Conclusion In many respects, the current deal litigation resulting from COVID-19’s impact on certain businesses represents the first opportunity that the Delaware Chancery Court has had to weigh in on a number of provisions that have become customary in deals requiring debt financing following the 2008-2009 financial crisis. As sellers in industries impacted by COVID-19 seek to gain the benefit of the deal they bargained for, they will likely find many obstacles in their way, given the legitimate defenses a buyer may have to its obligation to close (and the time it will take a court to reach a decision on the merit of those defenses), and the difficulty in obtaining alternative financing on terms comparable to debt financing that was negotiated prior to the pandemic. Much like deal terms evolved in response to the litigation resulting from the 2008-2009 financial crisis, it would not be surprising to see a similar evolution—addressing some of the obstacles currently faced by sellers—in deal terms going forward.
 The Delaware Chancery Court held an expedited three-day trial in the AB Stable / Mirae matter (AB Stable VII, LLC v. MAPS Hotel and Resorts One, LLC, et al., C.A. No. 2020-0310, Delaware Chancery Court) at the end of August. The litigation involves Mirae’s failure to consummate the sale of AB Stable’s, Strategic Hotels & Resorts, a portfolio of fifteen luxury American hotels.
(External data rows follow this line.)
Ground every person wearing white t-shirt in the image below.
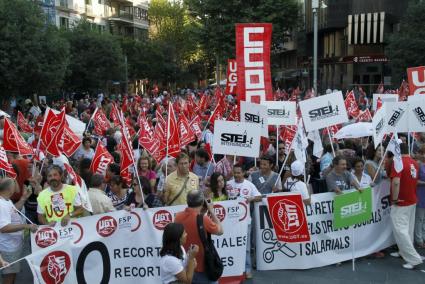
[283,160,311,205]
[351,159,372,188]
[227,164,262,279]
[0,178,37,284]
[159,223,199,284]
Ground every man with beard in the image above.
[37,165,84,226]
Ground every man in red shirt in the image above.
[175,190,223,284]
[391,143,422,269]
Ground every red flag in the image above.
[407,66,425,96]
[236,23,273,103]
[226,103,241,121]
[398,80,409,101]
[178,113,196,148]
[190,115,202,140]
[40,109,66,157]
[90,141,114,176]
[267,194,310,243]
[376,82,384,94]
[92,108,111,136]
[110,103,121,126]
[356,108,372,122]
[0,147,17,178]
[224,59,238,95]
[3,118,33,155]
[167,104,180,157]
[17,111,34,133]
[60,123,81,158]
[344,91,360,117]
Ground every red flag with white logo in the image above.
[178,113,196,148]
[407,66,425,96]
[17,111,34,133]
[92,108,111,136]
[0,147,17,178]
[3,118,33,155]
[236,23,273,103]
[344,91,360,117]
[267,194,310,243]
[90,141,114,176]
[60,121,81,158]
[40,109,66,157]
[167,104,180,157]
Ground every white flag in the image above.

One of the substantive issues being argued is whether the buyer’s termination of the purchase agreement was valid due to alleged breaches by the target of its interim operating covenants to operate in the ordinary course following the onset of the pandemic. Seller argues that its actions did not violate the interim operating covenants because they were consistent with actions taken by other hotel operators. Buyer argues that there was no qualification on seller’s obligation to operate in the ordinary course consistent with past practice, and by shutting down or significantly reducing the operation of the hotel properties, seller clearly violated the covenant, regardless of what others in the industry were doing. As VC Laster indicated prior to trial: “the real question is whether an ordinary course covenant means ordinary course on a clear day or ordinary course based on the hand you’re dealt”.
 Juweel Investors Ltd. v. Carlyle Roundtrip, L.P, e. al., C.A. No. 2020-0338, Delaware Chancery Court.
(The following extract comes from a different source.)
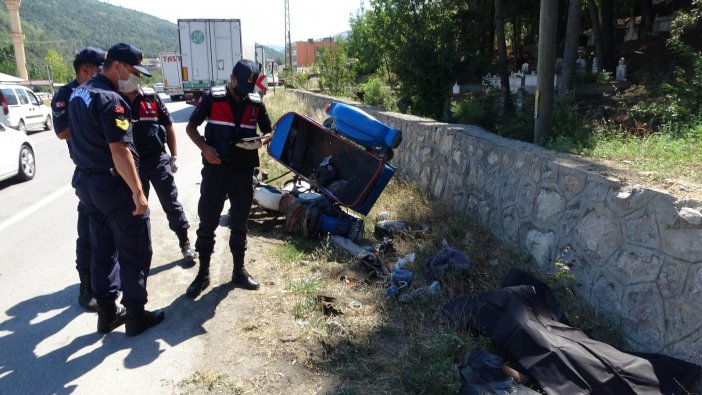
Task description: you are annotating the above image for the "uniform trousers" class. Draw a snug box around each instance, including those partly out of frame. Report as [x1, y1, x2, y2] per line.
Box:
[195, 163, 254, 257]
[73, 170, 152, 310]
[139, 152, 190, 233]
 Snow Phipps Grp., LLC v. KCake Acquisition, Inc., No. 2020-0282, Delaware Chancery Court.
 Realogy Holdings Corp. v. SIRVA Worldwide, Inc., No. 2020-0311, Delaware Chancery Court.
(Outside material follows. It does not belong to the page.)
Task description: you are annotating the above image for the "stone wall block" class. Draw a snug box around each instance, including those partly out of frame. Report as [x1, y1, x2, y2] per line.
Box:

 Seller asserted that the lenders were willing to fund on the committed terms and it was buyer who refused to close on the financing when the lenders would not accede to buyer’s requests for more favorable terms. Buyer countered that the lenders refused to fund unless the buyer agreed to less favorable terms after the target business had deteriorated as a result of the pandemic.
 Hexion Specialty Chemicals, Inc. v. Huntsman Corp., C.A. No. 3841-VCL (Del. Ch. Sept. 29, 2008).
 The standard of comparison differs from transaction to transaction depending on facts of the transaction and the leverage of the parties when negotiating the standard (e.g., terms of alternative financing must be substantially similar to that of the original debt financing; or not materially less favorable than.)